The workers at General Electric Aviation’s facility in Lynn, Massachusetts make jet engines and helicopter parts, most notably the massive T408 engine that powers the U.S. Marine Corps “King Stallion” heavy-lift helicopter. They are good at what they do, but in the past few decades the company has steadily moved jobs overseas until the plant’s workforce is a fraction of what it once was in the early 90s. That workforce is still strong, and they’re currently fighting for both their own lives and the chance to maybe save yours.
The Lynn facility’s work on the King Stallion’s engine and other military parts makes them an essential business, and all employees are expected to show up for work. But as they do so, they’re falling sick, and so far their union says the company’s response has been sorely lacking.
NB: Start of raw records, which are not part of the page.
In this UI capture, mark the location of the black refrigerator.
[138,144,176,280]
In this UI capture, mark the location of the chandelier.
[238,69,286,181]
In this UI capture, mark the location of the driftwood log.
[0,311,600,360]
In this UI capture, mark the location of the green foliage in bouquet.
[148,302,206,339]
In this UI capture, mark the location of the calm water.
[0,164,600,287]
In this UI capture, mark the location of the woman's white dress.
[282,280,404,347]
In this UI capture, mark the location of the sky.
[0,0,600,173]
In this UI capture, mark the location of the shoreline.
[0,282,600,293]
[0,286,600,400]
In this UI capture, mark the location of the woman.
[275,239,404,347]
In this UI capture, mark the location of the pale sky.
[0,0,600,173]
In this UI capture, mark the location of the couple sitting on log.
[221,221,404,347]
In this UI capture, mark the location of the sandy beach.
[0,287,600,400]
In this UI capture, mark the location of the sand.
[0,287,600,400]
On Monday, members of the IUE-CWA Local 201 held a silent protest, standing six feet apart at their work stations in the Lynn facility. A separate group of workers picketed outside the company’s global headquarters in Boston, protesting the lack of workplace protections and response to the deadly epidemic ripping through the Eastern seaboard.
GE workers currently face a double threat, with a pandemic sweeping through American industry and a corporate structure designed to prioritize profits over their jobs. Workers think there is an innovative solution to both problems: repurposing decommissioned facilities and saving jobs to build ventilators, while providing the workforce with the resources it needs to stay healthy and productive.
Popular on Rolling Stone
GE already has a division of the company that makes medical equipment. But workers at the Lynn facility and other GE Aviation branches say their equipment can be retooled to make ventilators, and thanks to the years of downsizing, they have plenty of space to do it.
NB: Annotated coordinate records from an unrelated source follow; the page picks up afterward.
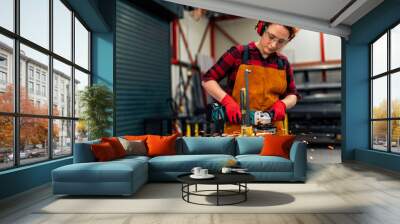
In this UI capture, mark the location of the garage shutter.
[115,0,171,136]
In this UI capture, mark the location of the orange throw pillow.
[146,134,178,156]
[90,142,117,162]
[124,135,148,141]
[260,135,296,159]
[101,137,126,158]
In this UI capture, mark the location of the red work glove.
[221,94,242,123]
[271,100,286,121]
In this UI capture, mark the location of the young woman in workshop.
[202,21,300,134]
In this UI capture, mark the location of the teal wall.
[0,0,115,199]
[342,0,400,170]
[0,0,182,199]
[0,157,72,199]
[115,0,171,136]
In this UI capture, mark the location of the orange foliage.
[0,85,59,149]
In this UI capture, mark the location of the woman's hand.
[271,100,286,121]
[221,94,242,124]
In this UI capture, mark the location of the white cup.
[192,166,202,176]
[221,167,232,173]
[200,169,208,176]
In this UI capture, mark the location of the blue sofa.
[52,137,307,195]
Similar battles are taking place at GE facilities across the country, some of which have been hit by the sweeping layoffs the company announced last week (Lynn has been spared job cuts for the time being). The nationwide IUE-CWA identified at least seven different facilities that had both the capacity and capability to make ventilators, which gives the company the option to both put laid-off workers back on the job and manufacture a product in extremely high demand by the government and hospital systems across the country.
“We’re going to get out front of this… to say you’re not going to use this crisis to line your pockets again,” Adam Kaszynski, the president of the IUE-CWA Local 201 in Lynn told Rolling Stone. “Workers know what to do. We have empty buildings, we have communities you can put jobs and manufacturing back into, making a product that is heavily needed by society right now.”
GE did not respond to questions about the Lynn facility and converting aviation plants to manufacture ventilators. In a statement on Monday, the company said it was “working round the clock” to increase production on ventilators in GE healthcare facilities and touted its partnership with Ford Motor Company to produce 50,000 ventilators in 100 days. The American Hospital Association estimates that 960,000 people will need a ventilator over the course of the crisis, which could peak this month.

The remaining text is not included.